The Nigh-Obliteration of God’s Image: Genesis 3

As narratives go, Genesis 1 and 2 establish a beautiful, and stable, world. The command not to eat of the tree of the knowledge of good and evil foreshadows chapter 3 and the rest of the Biblical narratives until Revelation 20. The question of authority, of trust/faith in God’s words in spite of not having all the answers, is central to this passage. God, through this narrative, offers us a glimpse of the unequal relationship between God and humanity. No measure of education, technological advancement or sophistication, if a person is anti-authority, can

An important notice of the condition of man is described in the book Patriarchs and Prophets, p. 595:

“The true object of education is to restore the image of God in the soul. In the beginning God created man in His own likeness. He endowed him with noble qualities. His mind was well balanced, and all the powers of his being were harmonious. But the Fall and its effects have perverted these gifts. Sin has marred and well-nigh obliterated the image of God in man. It was to restore this that the plan of salvation was devised, and a life of probation was granted to man. To bring him back to the perfection in which he was first created is the great object of life–the object that underlies every other.”

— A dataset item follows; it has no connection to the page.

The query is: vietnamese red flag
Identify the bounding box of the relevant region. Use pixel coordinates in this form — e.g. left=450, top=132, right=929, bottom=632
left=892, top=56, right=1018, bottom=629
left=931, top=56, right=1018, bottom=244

This disappointing perspective of fallen human nature is at odds with that of popular culture, and even that of many professionals in academic disciplines (such as sociology or psychology) but it undergirds every further act of God in the Bible.

How do God’s actions in Genesis 3 after the “tree incident” reveal His character and desire for relationship?

Why would God desire to make a covenant relationship with creatures who are now so separated from Him?

Closing Comments

The covenant theme throughout Biblical history is seen in its greatest beauty and glory when contrasted with human degradation. The greatest acts of God’s intervention and salvation shine most brightly in light of the magnitude of His condescension to our deep need and desperate condition.